2. Ou, si vous l'aimez mieux, nous dirons que les âmes pieuses et zélées ne trouvent pas ces trous, mais les font. Comment cela, me direz-vous ? Par la force de leur pensée et de leurs désirs. Car cette muraille céleste cède aux désirs ardents de l'âme, comme des pierres molles cèdent au ciseau qui les taille ; elle cède à une contemplation pure, elle cède à une oraison fréquente. Car la prière du juste pénètre les cieux (Eccl. XXXV, 21). Ce n'est pas quelle fende les plaines de cet air matériel comme fait un oiseau avec ses ailes, ou qu'elle traverse, comme avec une épée, le haut du firmament. Il y a des cieux qui sont saints vivants et raisonnables, qui racontent la gloire de Dieu, qui daignent favorablement s'abaisser jusqu'à nous, lorsque nous les en prions, et qui, se laissant toucher par nos voeux, veulent, bien nous réunir comme dans leur sein, toutes les fois que nous y frappons à leur porte avec une intention droite et pure. Car on ouvre à celui qui frappe. Il est donc permis à chacun de nous, même durant le temps de cette vie mortelle, de se creuser des trous en telle partie qu'il lui plaira de cette muraille céleste, de visiter les patriarches et de saluer les prophètes, de se mêler aux collège des apôtres, de s'introduire dans le choeur des martyrs .On peut même, si on en. a dévotion, parcourir avec allégresse les demeures des bienheureuses vertus, depuis le moindre des anges jusqu'au plus grand des Chérubins et des Séraphins. Et si quelqu'un frappe avec persévérance jusqu'à la porte de ceux dans la compagnie desquels il se plaira davantage, comme l'esprit de Dieu souffle où il veut, ils lui ouvriront aussitôt, et, se faisant comme une ouverture dans ces montagnes, ou plutôt dans ces esprits célestes, qui se laisseront fléchir à ses prières, il reposera un peu parmi eux. La voix et le visage de quiconque agit de la sorte, sont toujours agréables à Dieu; le visage à cause de sa pureté, la voix à cause des louanges qu'il lui donne. Car il voit d'au oeil favorable ceux qui confessent son nom et qui ont l'âme belle (Psal. XCV, 6). C'est pourquoi il dit à celui qui se montre tel : " Montrez-moi votre. visage, que votre voix retentisse à mes oreilles (Cant. II, 14). " La voix est l'admiration de l'âme en contemplation; c'est l'action de grâces. Dieu se plaît extrêmement dans les creux de cette muraille, d'où sort une voix d'action de grâces, une voix d'admiration et de louanges.

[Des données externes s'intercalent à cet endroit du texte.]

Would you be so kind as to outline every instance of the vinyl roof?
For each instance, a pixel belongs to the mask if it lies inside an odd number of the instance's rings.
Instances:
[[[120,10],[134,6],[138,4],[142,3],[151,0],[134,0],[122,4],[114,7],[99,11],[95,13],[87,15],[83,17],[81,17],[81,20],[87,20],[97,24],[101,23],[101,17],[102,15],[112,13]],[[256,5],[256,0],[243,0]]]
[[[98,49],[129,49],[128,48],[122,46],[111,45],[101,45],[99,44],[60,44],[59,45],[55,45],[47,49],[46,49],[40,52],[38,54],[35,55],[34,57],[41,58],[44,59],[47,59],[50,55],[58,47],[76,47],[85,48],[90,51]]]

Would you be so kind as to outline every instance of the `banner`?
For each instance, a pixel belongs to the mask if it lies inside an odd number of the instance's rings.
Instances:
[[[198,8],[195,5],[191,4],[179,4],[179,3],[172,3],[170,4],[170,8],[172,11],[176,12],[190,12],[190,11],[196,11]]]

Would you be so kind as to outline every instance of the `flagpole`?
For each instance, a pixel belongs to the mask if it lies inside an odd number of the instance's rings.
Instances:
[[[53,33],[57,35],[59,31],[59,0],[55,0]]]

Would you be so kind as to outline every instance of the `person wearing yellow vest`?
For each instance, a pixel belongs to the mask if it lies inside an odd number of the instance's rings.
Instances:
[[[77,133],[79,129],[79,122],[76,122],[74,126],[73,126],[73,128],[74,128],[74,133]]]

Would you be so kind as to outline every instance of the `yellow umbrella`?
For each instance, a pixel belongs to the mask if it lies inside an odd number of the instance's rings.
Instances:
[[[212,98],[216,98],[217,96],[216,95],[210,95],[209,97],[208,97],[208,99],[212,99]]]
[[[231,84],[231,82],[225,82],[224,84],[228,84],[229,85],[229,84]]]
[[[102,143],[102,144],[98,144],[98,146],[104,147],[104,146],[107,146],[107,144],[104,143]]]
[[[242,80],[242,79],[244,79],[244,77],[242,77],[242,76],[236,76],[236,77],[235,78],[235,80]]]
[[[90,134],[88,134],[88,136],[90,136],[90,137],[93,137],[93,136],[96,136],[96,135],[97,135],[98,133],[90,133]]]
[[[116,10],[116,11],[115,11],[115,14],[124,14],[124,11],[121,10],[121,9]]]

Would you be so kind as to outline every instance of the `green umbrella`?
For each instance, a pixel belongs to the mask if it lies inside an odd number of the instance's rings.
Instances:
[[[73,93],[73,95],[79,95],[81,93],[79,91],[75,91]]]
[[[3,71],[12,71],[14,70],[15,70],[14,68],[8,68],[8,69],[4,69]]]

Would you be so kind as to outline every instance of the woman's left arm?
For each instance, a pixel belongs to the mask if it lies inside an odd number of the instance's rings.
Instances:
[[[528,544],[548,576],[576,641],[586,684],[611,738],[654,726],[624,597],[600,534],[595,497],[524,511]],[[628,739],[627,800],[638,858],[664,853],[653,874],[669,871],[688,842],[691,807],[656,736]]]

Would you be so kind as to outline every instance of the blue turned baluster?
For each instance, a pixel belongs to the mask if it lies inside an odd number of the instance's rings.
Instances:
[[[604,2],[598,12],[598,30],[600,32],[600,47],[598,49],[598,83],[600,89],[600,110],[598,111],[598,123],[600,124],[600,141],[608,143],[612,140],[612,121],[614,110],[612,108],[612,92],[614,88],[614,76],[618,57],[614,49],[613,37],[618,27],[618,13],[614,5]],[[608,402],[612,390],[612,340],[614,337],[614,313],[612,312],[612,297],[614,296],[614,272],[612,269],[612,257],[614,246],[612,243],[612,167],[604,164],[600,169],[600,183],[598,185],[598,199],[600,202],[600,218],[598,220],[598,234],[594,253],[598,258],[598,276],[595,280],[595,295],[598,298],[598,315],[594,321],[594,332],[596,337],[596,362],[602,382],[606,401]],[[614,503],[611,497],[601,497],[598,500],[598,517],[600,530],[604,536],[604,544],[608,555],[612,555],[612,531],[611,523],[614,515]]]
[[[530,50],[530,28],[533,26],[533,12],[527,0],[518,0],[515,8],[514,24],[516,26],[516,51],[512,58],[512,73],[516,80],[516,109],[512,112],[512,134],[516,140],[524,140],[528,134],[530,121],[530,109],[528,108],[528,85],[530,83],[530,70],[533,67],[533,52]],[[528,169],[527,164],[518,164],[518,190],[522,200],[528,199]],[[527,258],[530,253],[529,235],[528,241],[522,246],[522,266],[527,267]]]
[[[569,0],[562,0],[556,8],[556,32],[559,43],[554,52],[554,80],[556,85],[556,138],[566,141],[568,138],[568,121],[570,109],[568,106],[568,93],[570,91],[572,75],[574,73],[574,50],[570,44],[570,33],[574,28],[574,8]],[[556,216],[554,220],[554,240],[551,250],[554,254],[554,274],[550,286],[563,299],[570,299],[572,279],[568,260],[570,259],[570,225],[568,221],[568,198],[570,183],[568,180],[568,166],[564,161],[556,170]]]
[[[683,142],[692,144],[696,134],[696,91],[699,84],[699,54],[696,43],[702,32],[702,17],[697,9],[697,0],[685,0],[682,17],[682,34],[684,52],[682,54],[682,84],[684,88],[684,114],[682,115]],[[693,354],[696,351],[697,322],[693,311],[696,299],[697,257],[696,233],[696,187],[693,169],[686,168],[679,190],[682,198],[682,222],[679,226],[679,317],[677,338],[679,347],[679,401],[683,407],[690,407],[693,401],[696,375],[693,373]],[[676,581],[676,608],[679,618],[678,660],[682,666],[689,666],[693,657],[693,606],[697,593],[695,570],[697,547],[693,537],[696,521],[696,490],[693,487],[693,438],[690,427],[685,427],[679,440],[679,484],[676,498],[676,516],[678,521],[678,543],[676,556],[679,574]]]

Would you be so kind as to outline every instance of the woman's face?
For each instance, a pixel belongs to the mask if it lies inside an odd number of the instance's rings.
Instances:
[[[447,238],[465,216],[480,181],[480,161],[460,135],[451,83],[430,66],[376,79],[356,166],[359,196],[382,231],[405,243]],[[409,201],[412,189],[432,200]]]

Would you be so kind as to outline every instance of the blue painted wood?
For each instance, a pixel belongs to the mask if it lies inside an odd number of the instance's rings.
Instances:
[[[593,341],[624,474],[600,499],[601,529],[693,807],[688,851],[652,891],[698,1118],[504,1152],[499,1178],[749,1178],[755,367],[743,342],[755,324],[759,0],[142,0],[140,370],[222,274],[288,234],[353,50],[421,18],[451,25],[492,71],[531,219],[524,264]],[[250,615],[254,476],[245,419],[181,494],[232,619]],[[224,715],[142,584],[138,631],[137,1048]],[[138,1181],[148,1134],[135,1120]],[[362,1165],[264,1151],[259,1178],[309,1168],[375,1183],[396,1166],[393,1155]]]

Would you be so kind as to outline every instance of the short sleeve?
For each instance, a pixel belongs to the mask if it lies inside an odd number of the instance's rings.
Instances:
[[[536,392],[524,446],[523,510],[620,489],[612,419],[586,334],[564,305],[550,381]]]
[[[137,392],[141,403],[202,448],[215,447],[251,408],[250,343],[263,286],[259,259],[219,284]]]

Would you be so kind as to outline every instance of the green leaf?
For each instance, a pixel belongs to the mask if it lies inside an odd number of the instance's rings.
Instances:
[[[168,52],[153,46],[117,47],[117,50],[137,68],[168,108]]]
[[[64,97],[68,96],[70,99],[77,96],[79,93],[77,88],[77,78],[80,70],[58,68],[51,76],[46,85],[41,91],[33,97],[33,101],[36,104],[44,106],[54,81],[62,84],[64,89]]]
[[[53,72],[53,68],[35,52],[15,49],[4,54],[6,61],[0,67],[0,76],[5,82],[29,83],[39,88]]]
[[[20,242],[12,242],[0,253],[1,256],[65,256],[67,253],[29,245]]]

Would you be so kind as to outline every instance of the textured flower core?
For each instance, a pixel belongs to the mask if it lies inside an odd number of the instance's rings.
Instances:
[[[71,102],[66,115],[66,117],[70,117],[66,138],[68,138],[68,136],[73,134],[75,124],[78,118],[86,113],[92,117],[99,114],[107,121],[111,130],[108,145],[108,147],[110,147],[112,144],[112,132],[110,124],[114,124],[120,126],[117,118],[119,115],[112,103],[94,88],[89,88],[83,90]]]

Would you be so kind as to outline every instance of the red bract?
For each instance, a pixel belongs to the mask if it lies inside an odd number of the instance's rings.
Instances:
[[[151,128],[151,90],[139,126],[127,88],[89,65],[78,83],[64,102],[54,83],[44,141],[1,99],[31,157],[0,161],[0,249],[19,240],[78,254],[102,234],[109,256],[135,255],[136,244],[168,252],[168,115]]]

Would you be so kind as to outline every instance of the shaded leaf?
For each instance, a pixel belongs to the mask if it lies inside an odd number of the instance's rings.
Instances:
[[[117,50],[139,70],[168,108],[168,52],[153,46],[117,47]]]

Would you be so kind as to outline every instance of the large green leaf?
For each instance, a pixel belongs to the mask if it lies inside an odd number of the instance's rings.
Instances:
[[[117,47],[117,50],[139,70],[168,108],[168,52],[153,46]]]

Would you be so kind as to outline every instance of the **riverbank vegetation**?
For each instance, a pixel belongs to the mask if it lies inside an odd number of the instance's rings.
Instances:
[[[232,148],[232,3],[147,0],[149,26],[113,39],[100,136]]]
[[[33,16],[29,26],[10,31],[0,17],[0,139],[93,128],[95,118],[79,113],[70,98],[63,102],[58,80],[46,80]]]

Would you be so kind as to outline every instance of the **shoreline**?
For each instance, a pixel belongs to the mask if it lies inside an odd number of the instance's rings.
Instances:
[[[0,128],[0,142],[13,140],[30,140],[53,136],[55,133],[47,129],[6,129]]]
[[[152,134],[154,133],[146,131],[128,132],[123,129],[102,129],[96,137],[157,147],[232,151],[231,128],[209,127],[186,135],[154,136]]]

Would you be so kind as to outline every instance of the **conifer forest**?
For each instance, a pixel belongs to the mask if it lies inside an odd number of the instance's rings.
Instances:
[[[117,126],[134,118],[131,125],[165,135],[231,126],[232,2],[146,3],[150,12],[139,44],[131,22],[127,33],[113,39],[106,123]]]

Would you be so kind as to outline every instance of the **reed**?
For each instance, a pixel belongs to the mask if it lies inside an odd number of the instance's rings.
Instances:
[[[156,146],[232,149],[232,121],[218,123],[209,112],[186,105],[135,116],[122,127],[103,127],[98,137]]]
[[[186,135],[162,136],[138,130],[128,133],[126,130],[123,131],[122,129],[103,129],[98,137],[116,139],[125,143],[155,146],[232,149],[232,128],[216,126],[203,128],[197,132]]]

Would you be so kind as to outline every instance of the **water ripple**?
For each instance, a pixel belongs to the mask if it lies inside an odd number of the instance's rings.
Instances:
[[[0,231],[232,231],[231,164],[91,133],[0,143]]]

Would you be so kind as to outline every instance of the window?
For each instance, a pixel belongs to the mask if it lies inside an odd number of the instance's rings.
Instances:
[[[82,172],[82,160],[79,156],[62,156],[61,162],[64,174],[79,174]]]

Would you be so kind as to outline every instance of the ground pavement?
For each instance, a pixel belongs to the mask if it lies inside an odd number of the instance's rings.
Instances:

3. Heureuse l'âme qui a soin de se creuser souvent des retraites dans cette muraille; mais plus encore celle qui s'en creuse dans la pierre. On peut aussi s'en creuser dans la pierre, mais il faut pour cela une pureté bien plus grande, une application bien plus forte, et une sainteté bien plus éminente. (a) Mais qui possède tant de sublimes qualités !

a Dans plusieurs manuscrits, le mot " sainteté " manque : Toutefois il se trouve dans toutes les éditions même dans les plus anciennes.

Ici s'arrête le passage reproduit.